STATS4STEM

Confidence Intervals: 2 Sample Mean (aka Difference of Means)

Introduction

2 Sample Mean confidence intervals are used when...

You take TWO random samples and compare their sample means.
The data from each sample is INDEPENDENT of the other.

The goal is to take two groups and compare them with respect to some outcome. For example, you might compare cholesterol levels between children and adults, or BMI between football players and soccer players.

Unlike with the Matched Pairs confidence interval, there is not a "pairing" of data. There does not have to be an equal amount of data from each sample, and the order does not matter. The two samples are completely independent, and one has no bearing on the other.

Example

You are interested in the time it takes high school boys to get ready in the morning versus the time it takes high school girls.

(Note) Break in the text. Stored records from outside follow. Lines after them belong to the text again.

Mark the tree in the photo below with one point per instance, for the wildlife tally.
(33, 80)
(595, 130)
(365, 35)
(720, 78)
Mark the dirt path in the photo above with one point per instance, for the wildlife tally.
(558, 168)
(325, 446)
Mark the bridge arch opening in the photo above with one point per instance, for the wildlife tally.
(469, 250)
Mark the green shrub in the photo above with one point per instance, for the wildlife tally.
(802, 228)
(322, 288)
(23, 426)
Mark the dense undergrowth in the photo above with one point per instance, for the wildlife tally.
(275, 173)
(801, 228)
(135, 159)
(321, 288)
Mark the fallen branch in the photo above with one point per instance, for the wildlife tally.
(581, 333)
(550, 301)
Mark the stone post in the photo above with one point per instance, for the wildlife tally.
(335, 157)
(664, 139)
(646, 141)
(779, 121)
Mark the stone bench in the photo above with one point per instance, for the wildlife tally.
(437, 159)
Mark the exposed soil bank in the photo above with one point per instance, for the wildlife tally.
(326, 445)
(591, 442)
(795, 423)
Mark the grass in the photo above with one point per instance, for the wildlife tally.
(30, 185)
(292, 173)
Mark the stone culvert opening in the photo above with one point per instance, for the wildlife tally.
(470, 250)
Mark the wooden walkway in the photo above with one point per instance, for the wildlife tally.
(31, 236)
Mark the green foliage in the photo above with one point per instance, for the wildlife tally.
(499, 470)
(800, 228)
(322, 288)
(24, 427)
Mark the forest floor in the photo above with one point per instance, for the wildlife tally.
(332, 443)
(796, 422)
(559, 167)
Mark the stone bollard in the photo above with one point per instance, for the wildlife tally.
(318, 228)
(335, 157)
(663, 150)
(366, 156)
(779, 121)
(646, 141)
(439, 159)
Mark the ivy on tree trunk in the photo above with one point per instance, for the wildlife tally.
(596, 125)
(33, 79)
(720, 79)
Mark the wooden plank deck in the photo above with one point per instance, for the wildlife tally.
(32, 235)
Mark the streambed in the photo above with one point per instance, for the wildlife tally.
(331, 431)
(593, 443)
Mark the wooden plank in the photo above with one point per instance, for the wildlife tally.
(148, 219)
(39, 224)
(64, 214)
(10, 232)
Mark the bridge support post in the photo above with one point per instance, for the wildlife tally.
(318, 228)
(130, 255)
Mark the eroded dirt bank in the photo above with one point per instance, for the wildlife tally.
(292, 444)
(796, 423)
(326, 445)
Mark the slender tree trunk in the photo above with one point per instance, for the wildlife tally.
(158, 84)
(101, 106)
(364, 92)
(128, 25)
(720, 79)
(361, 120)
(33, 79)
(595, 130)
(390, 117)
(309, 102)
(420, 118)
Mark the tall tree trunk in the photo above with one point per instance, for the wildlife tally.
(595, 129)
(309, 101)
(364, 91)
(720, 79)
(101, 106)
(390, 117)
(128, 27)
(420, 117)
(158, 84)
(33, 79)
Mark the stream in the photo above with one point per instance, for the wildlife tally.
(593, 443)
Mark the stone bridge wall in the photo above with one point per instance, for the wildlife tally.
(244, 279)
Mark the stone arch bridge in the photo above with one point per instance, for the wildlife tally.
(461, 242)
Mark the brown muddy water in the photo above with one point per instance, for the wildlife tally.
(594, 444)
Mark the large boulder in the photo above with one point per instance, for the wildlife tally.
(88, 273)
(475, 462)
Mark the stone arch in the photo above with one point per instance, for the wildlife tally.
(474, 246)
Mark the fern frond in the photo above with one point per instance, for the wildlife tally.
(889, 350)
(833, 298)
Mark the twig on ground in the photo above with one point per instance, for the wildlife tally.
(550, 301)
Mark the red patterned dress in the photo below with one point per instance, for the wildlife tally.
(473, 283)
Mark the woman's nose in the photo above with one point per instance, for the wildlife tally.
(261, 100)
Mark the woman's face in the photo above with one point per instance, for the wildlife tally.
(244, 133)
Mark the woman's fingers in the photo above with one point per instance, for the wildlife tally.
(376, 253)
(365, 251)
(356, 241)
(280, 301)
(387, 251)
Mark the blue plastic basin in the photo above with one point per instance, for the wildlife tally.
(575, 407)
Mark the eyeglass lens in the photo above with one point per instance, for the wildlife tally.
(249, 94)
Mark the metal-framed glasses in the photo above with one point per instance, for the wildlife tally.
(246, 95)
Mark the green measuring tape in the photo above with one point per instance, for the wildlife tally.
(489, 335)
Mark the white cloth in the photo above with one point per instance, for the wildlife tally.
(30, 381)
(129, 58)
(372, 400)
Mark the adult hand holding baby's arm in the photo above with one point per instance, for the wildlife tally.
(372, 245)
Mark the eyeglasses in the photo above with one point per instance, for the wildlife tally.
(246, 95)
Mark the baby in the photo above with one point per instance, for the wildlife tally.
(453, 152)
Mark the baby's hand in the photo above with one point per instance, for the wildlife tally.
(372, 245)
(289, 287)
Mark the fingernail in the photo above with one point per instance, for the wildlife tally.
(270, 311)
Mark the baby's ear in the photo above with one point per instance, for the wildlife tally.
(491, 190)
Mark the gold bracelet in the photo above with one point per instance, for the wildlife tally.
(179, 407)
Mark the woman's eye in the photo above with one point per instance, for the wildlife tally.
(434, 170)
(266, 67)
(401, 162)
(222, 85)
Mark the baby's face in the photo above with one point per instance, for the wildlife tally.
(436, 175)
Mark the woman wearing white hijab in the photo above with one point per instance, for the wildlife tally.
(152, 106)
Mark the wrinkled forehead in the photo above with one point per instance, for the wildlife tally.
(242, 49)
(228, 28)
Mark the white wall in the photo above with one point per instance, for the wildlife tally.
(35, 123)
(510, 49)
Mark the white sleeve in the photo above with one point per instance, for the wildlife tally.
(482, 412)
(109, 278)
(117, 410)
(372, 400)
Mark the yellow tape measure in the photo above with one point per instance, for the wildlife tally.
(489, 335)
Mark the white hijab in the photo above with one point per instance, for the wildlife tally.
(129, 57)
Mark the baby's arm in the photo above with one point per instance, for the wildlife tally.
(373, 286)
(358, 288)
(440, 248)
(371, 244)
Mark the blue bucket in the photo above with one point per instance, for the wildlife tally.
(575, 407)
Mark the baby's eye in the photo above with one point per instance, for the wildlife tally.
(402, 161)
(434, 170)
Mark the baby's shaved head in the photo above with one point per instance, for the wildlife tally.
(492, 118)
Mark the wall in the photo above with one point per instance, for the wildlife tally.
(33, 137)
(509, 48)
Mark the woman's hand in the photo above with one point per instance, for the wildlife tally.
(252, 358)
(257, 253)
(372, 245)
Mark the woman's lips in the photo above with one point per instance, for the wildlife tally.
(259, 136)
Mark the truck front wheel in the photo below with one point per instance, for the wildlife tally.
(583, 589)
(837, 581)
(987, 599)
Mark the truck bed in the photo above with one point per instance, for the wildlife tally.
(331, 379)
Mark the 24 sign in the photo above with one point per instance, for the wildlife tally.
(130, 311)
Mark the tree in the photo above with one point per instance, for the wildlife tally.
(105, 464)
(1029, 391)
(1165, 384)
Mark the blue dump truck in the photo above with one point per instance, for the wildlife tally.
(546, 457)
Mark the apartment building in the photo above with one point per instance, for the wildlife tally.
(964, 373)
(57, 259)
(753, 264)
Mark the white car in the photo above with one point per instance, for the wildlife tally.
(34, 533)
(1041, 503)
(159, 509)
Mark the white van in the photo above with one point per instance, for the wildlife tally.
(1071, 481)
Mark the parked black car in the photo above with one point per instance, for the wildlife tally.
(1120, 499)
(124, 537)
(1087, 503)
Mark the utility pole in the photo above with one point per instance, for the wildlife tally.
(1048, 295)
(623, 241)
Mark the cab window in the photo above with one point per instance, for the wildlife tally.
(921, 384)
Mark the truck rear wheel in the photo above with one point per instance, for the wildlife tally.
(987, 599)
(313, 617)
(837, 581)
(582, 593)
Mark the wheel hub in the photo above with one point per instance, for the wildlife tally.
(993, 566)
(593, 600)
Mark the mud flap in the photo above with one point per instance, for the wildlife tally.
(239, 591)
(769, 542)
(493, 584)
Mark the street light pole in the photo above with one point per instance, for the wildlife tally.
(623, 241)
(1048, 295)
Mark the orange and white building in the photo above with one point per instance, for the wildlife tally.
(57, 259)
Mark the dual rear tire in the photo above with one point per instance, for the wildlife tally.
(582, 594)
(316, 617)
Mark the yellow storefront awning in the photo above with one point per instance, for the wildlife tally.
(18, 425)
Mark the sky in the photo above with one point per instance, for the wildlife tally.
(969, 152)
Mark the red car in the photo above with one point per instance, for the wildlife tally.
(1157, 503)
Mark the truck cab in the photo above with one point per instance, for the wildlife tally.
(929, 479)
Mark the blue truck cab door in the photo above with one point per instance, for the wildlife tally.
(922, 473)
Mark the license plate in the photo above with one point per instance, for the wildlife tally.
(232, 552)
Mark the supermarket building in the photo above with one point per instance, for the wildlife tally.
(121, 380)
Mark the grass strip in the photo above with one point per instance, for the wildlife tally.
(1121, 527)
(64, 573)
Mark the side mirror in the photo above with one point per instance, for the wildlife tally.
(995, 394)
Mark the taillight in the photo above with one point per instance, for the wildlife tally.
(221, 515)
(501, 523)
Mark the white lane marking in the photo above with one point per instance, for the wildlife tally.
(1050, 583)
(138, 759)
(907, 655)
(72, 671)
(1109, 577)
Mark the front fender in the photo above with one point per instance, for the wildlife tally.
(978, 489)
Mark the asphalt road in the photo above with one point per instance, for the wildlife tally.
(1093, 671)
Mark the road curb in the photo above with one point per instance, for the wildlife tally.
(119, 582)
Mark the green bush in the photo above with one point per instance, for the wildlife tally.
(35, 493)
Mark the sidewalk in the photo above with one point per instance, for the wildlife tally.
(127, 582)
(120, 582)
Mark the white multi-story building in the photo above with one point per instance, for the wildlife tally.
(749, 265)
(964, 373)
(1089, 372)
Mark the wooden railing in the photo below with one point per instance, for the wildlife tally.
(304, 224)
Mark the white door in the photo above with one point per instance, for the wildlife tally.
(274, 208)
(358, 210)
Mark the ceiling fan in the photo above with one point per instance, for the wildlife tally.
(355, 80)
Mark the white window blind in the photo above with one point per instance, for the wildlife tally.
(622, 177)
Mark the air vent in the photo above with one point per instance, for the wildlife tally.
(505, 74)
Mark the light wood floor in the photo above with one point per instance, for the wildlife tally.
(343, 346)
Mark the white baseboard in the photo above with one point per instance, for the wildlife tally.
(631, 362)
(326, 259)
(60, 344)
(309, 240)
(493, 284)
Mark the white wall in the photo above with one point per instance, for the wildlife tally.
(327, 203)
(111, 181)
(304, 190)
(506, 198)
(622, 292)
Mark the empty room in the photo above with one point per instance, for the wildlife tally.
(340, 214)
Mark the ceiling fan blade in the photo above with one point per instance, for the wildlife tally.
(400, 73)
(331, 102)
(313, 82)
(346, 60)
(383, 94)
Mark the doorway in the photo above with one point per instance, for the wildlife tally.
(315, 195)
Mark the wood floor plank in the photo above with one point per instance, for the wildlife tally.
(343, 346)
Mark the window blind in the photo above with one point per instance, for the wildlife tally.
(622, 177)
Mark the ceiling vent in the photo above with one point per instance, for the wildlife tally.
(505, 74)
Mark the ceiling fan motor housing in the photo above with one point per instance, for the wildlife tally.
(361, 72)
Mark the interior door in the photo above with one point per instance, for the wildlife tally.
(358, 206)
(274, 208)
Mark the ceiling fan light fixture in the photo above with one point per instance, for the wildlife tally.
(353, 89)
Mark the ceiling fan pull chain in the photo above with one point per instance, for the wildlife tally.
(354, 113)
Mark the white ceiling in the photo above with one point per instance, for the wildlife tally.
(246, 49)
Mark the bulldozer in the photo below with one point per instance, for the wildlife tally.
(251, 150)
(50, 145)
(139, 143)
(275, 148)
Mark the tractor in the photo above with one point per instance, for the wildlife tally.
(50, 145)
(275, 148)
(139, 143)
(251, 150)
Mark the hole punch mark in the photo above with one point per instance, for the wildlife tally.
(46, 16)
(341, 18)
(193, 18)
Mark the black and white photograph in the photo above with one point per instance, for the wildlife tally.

You take a random sample of 48 boys and another random sample of 43 girls, and then record their times. You find that it takes boys 22.6 minutes on average with a standard deviation of 7.8 minutes. It takes girls 38.2 minutes on average with a standard deviation of 8.7 minutes. Construct an 90% confidence interval for the mean difference in time.

Step 1: Name the Confidence Interval: 2 Sample Mean / Difference of Means

Step 2: Check the Conditions

1. The data is drawn from TWO independent random samples.

2. Both sampling distributions are approximately normal.

Note: This can be checked with a normal probability plot.

3a. \(N_1 ≥ 10n_1\)

3b. \(N_2 ≥ 10n_2\)

Step 3: Construct the Interval (Apply the Formula)

2 Sample Mean / Difference of Means Confidence Interval Formula: \((\overline{x}_1-\overline{x}_2) \pm t^{*} \sqrt{\frac{s_1^2}{n_1}+\frac{s_2^2}{n_2}}\)

Although it is important to know the formula and feel comfortable using it, typically you will use your calculator to make these confidence intervals. Because there are two different sample sizes for the two separate samples, it is difficult to calculate the degrees of freedom (which is necessary for picking the correct \(t^*\) value). Luckily, there is a calculator function that will give you the degrees of freedom and the entire confidence interval!

Calculator Steps

1. Hit STAT

2. Scroll right to TESTS

3. Scroll down to 0: 2-SampTInterval

4. Input \(x_1, s_1, n_1, x_2, s_2, n_2, \) and the confidence level. Hit No for Pooled.

5. Hit Calculate, and voila!

After going through those steps, you should have found the degrees of freedom to equal 84.92 and gotten a confidence interval of (-18.49, -12.71).

Step 4: State the Conclusion

Based on the data, I am 90% confident that the mean difference in time it takes high school boys with that of high school girls (boys - girls) is between -18.49 and -12.71 minutes.